The market has been very bearish for several months, and we think that may continue to be the overall attitude that we see going forward.
The gold markets have fallen again during the trading session on Monday, as the yellow metal seemingly cannot get out of its own way. We had consolidated for a while, and it started to look like we were seeing a little bit of a basing pattern, but this is clearly not the case now. Granted, we did bounce from the $1700 level, so there is still a little bit in the way of support underneath. After all, the $1700 level would of course attract a lot of attention, so it is not a huge surprise to see that we did turn around from there. Nonetheless, the market seems to be revisiting this area quite often, so I think at this point it is very possible we may crash through it.
If we were to break down below the most recent low that is just below that level, then it could open up a significant move down to the $1500 level over the next several months. This of course is exacerbated by the fact that yields in America have been rising again, as its much more efficient to clip coupons in the bond market than it is to pay for storage in the gold market. As long as that opportunity exists, it is very likely that we will see people favor bonds over gold and therefore we will see this pair drive lower. Further compounding the situation is that the demand for bonds will also drive up the value of the US dollar, which of course is contract is priced in.

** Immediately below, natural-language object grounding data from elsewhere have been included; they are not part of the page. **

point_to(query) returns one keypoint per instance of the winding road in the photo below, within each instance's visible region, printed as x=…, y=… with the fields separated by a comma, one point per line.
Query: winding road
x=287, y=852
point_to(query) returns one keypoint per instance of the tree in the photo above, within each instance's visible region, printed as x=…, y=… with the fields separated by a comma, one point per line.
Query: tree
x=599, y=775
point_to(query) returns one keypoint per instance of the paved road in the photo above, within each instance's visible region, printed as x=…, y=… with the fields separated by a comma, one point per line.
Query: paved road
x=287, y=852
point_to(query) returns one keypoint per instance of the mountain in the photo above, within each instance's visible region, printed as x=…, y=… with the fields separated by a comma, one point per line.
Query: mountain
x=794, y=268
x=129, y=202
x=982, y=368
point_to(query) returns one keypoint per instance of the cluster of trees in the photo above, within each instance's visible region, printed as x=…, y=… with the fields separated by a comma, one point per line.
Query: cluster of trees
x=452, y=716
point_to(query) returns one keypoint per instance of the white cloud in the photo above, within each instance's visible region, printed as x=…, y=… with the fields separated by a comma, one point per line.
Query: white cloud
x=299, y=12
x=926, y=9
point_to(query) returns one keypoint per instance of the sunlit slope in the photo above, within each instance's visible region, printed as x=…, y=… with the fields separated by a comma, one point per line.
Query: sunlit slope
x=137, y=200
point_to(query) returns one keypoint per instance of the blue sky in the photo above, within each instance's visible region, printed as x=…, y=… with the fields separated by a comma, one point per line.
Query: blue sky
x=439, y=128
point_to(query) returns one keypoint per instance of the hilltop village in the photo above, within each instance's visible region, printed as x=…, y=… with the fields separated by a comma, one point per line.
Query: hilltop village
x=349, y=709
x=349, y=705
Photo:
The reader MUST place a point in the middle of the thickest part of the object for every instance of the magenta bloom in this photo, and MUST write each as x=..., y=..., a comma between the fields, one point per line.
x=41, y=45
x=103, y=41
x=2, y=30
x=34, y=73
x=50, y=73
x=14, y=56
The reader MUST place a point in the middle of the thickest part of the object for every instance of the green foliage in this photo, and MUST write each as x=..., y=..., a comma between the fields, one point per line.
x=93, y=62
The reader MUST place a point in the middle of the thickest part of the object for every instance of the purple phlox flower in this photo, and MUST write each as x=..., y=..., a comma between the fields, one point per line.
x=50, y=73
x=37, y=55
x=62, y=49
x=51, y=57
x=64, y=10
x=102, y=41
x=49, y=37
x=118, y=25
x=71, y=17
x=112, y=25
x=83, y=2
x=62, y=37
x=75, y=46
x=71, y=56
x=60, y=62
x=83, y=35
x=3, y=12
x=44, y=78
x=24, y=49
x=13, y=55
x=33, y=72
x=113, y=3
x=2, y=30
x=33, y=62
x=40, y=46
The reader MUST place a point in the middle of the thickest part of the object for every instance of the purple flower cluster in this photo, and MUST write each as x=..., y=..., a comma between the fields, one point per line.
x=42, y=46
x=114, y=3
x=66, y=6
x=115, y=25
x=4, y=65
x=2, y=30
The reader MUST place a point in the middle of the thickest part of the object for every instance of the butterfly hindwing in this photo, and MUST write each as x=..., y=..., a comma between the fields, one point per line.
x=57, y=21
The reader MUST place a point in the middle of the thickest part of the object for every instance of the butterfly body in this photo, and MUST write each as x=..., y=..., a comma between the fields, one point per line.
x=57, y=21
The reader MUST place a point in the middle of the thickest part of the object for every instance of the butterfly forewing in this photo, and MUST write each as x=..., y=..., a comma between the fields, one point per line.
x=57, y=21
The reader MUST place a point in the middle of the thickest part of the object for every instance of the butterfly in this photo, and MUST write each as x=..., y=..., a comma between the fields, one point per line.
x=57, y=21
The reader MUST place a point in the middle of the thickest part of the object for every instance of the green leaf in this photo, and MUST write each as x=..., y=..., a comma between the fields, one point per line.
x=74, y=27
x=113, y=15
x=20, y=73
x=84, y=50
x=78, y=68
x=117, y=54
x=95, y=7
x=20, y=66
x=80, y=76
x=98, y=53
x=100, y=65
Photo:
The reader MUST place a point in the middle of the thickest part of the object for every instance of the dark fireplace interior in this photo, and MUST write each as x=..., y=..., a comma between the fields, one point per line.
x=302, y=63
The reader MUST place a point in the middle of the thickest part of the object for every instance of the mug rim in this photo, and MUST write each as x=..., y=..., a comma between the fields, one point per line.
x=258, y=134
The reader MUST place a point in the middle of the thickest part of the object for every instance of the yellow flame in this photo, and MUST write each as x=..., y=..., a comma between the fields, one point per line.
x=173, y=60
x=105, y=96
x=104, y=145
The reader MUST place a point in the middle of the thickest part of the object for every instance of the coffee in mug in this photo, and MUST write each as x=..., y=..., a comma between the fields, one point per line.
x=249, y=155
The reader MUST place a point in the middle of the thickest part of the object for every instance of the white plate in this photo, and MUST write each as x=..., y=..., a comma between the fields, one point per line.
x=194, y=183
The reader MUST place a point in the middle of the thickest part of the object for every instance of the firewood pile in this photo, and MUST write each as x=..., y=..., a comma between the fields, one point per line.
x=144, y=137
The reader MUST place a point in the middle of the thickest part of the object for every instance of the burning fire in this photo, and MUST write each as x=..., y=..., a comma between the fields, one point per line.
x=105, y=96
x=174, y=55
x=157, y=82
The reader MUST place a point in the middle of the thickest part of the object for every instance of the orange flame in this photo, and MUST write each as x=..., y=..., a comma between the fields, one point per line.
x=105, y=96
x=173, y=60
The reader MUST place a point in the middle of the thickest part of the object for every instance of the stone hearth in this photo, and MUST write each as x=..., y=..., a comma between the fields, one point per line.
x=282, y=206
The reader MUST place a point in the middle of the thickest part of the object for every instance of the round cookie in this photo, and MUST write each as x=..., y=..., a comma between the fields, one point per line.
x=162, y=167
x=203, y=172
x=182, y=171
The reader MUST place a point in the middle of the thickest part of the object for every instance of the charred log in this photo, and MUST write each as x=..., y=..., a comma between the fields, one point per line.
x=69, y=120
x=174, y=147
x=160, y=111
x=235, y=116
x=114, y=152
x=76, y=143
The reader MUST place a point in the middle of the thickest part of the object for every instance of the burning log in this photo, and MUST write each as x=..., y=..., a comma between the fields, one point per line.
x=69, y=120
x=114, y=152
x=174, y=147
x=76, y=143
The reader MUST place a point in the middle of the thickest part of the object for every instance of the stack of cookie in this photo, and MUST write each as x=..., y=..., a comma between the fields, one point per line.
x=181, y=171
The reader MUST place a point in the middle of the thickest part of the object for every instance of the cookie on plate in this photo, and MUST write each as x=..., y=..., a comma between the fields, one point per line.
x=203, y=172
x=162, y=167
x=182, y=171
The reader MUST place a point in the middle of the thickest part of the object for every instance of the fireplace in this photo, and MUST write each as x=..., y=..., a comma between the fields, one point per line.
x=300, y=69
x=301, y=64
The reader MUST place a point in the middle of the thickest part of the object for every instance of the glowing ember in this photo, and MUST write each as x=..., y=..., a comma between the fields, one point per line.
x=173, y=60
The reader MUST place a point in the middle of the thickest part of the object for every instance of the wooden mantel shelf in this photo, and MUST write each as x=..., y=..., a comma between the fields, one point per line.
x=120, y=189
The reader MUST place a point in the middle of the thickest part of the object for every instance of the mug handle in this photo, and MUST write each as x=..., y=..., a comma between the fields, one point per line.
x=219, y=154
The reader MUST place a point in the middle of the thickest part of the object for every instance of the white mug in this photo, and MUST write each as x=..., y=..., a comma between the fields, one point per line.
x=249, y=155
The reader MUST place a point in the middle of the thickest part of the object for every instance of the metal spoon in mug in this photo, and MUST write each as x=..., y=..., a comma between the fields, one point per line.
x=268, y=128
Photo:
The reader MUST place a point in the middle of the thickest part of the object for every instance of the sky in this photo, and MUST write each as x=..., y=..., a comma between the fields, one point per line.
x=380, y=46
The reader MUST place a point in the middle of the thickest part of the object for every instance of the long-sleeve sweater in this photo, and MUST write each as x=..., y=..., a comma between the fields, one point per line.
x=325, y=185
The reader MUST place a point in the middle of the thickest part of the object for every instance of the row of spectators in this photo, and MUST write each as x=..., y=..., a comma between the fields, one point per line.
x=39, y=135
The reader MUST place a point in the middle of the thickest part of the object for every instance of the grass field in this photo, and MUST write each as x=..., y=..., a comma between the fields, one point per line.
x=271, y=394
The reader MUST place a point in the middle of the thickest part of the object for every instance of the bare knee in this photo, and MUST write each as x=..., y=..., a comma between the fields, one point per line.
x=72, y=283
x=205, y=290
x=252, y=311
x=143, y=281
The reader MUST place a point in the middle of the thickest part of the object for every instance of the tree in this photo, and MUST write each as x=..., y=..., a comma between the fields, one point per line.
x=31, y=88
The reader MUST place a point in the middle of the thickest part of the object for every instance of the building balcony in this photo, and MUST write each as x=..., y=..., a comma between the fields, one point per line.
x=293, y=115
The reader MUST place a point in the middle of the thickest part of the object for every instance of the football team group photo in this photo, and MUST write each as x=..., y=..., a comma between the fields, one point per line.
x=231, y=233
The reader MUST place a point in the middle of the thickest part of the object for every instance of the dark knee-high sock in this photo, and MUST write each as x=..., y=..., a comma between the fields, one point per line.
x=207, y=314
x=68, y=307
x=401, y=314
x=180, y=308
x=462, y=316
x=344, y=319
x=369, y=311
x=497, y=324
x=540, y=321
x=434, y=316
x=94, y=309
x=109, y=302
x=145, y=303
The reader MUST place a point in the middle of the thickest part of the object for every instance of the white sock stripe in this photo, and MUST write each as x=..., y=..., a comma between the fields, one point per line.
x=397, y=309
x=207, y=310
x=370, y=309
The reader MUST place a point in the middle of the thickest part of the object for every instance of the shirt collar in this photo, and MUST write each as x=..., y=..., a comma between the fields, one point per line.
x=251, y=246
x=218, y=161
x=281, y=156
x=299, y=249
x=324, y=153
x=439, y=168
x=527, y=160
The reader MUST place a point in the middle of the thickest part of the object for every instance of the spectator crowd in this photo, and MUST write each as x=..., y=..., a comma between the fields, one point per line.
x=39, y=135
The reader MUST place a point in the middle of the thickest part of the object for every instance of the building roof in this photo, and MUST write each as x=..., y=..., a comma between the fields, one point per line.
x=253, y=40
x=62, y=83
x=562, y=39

On the other hand, if we do see some type of sea change of attitude, we could see buyers jump in on a break above the $1750 level, assuming that it was on a daily close, and of course perhaps closing towards the top of the candlestick. By doing so, that would show a strong reversal of sentiment, which is exactly what this market needs at the moment. The market has been very bearish for several months, and I think that may continue to be the overall attitude that we see going forward. I think at this point it is probably worth pointing out that we recently had the so-called “death cross”, when the 50 day EMA crosses below the 200 day EMA. That is a very bearish longer-term signal, but I also find that quite often it is a bit too late. Nonetheless, that probably has a certain amount of psychological weight on the market as well.